Only by traveling to places that were developed before cars took a chokehold on the world can people realize how nice it is to live without them absolutely everywhere.
Many Americans get a taste of that when they vacation to Europe. They often choose to leave their suburb and spend their 2 weeks in urban environments like Barcelona, London, Munich, Paris, Rome, etc., that where built for people and not cars, because it's so pleasant to live like that, and because letting cities develop for people first leads to cities that people actually want to be in, with car-free streets, plazas, promenades, etc. (Yes, today those places are also full of cars. But, unlike American cities, their skeletons are people-first and cars are the invasive element.)

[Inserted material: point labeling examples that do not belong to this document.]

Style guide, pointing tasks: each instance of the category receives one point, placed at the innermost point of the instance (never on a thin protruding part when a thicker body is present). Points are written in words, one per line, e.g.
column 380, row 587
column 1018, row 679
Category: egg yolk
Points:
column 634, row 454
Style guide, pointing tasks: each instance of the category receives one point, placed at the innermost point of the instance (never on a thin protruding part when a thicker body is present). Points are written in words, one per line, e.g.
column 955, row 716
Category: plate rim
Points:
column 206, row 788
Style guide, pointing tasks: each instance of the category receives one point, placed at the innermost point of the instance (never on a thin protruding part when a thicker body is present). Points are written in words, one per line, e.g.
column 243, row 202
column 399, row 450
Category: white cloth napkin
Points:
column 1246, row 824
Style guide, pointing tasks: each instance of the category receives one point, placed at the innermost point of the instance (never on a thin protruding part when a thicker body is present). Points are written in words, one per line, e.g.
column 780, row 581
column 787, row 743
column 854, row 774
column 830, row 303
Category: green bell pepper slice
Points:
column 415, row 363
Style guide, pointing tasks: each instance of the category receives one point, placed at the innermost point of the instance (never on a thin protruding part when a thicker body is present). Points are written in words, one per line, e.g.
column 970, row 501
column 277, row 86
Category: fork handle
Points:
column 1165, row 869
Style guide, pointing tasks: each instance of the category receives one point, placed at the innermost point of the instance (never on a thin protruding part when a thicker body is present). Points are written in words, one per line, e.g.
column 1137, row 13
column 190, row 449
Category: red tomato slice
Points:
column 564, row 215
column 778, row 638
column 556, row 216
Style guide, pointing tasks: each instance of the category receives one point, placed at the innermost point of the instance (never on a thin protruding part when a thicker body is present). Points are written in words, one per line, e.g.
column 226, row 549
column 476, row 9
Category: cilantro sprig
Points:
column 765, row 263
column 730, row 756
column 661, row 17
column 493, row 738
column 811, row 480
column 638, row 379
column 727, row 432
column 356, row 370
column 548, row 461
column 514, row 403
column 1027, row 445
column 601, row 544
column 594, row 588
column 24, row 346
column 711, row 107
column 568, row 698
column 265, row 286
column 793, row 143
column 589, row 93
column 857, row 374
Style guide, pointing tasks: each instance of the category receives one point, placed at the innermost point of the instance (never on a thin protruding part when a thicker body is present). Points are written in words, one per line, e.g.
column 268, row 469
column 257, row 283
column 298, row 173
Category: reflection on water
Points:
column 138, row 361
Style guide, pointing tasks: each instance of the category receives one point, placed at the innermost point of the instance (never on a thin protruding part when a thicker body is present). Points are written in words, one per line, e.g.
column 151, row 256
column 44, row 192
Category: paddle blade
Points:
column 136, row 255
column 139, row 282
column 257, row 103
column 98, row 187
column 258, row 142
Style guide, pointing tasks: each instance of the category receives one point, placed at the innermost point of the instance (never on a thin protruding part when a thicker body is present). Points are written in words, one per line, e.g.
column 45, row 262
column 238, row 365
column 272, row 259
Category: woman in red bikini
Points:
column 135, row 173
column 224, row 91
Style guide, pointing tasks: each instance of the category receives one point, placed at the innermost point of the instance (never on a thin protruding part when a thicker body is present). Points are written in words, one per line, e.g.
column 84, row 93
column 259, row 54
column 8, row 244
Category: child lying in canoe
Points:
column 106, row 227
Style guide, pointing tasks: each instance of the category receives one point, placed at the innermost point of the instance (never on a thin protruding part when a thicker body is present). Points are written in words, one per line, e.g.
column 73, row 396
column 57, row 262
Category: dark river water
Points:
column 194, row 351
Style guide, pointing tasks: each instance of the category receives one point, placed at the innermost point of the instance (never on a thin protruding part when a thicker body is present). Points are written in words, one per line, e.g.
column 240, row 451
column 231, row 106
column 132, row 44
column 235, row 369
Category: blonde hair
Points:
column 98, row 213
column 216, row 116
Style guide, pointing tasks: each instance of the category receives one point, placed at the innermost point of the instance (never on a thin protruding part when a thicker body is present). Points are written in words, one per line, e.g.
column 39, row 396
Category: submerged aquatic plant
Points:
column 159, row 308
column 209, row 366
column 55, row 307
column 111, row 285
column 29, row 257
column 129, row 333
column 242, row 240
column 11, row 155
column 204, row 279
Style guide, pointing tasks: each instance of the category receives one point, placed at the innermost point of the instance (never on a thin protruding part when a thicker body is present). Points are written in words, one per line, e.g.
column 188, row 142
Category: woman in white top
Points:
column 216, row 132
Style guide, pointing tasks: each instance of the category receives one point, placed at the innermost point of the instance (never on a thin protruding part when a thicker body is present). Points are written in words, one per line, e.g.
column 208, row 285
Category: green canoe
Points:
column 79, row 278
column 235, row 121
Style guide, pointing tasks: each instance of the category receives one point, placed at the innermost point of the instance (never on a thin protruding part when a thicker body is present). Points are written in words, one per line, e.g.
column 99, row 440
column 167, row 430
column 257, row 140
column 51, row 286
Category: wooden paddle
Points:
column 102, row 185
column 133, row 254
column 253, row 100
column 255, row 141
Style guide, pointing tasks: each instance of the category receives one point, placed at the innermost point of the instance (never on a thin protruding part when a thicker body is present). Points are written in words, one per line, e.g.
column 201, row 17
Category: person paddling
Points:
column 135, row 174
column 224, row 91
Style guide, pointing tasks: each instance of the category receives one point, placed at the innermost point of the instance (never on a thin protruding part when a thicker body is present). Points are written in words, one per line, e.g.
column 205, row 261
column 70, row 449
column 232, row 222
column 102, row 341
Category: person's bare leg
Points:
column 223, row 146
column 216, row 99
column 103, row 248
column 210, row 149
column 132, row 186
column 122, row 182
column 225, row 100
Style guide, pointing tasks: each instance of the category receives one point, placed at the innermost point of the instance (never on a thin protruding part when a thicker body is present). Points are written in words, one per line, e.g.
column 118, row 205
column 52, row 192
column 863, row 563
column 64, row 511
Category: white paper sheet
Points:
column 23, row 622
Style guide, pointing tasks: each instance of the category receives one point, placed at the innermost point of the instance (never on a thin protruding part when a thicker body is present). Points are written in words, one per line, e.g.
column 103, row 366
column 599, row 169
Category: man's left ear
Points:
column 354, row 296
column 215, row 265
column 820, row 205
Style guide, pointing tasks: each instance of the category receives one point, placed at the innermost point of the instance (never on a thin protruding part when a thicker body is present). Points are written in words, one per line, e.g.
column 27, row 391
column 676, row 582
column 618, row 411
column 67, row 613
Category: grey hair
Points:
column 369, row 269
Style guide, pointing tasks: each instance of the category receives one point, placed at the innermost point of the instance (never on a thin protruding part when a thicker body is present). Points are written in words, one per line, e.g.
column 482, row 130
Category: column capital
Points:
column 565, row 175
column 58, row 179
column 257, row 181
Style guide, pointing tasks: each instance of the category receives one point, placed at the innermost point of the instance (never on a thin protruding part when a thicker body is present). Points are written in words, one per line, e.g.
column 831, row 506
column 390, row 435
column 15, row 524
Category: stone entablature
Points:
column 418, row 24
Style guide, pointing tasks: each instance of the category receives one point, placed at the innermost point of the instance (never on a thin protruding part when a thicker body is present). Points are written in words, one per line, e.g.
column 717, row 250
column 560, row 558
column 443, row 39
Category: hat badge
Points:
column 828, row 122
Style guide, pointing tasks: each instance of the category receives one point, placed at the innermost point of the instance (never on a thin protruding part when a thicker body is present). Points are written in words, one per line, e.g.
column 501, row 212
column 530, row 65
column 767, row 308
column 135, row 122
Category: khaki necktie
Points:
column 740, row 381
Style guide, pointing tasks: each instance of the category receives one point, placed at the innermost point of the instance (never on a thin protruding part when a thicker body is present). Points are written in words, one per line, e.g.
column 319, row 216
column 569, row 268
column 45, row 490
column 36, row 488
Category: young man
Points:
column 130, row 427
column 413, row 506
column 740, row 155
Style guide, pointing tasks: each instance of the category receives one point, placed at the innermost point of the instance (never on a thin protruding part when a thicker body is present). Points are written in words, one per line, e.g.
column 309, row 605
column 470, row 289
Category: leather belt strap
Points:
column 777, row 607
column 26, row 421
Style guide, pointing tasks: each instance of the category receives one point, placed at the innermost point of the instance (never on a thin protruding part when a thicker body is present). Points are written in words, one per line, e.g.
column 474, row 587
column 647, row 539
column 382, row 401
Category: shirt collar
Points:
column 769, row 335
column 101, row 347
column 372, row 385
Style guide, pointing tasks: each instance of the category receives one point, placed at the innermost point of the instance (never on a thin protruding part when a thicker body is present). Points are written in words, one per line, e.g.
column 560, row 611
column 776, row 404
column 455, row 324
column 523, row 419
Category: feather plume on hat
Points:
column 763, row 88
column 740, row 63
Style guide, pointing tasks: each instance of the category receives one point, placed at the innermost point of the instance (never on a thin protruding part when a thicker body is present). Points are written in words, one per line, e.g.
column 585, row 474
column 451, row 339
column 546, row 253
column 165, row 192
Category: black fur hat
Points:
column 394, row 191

It could be argued that so many problems of American life - weight gain, loneliness, fracturing of the social fabric - stem from how we've isolated ourselves in unwalkable suburbs, where there's no spontaneous social interaction because everyone's always in a car, and where our only exercise is the walk from the parking lot to our desk.
What's depressing is visiting developing countries and seeing them start to ape the worst of American car life. Places like Colombia, which I visit often, are building shopping malls, big-box stores, parking lots, suburbs, and freeways, while after almost 100 years of that type of car-first development in America we're only just starting to realize that actually it might not be that great.
The reforms and improvements have consistently made things worse.
Now the city is completely changing bus routes.
Maybe you’ll have a ride to work. Maybe not. Maybe it will be quick. Maybe not.
People’s entire lives are being rearranged.
The folks at the lowest level of importantance are folks who send their kids to private schools.
The municipality is like “not our problem - public schools offer free transit. You’re chosing to send your kid to a private school, you drive them yourself.”
Note how the city is telling people to use cars, not public transit, because the city doesnt endorse what they’re using it for.
And if you want to take a bus to church Sunday morning? Hahahahahah! There would probably be a lawsuit from church/state people.
Etc.
I simply don’t have confidence public transit will be there when I need it.
https://nces.ed.gov/fastfacts/display.asp?id=55
And private school attendance is mostly higher income families:
https://www.educationnext.org/who-goes-private-school-long-t...
Unfortunately public transportation resources are limited, but prioritizing the vast majority of lower income public school routes over the vast minority of higher income private school routes makes sense
So it’s not like the anybody at the city transit office is saying “let’s divert resources from public schools to private schools.”
They’re saying “we don’t do schools at all, because the only schools we would be providing services for are private, and we don’t want to encourage people to go to private school.”
Wealthy private schools often have their own buses. Less well off ones, don’t.
So it isn’t even about benefiting the poor over the wealthy.
Catholic schools generally have their own buses, while schools affiliated with historically black churches don’t.
Regarding why I take it personally, the condescending and hostile attitude of city officials make it clear it is personal.
This is specific to where I live now. I’ve lived in places like the Bay Area and New York, and this attitude doesn’t seem to exist.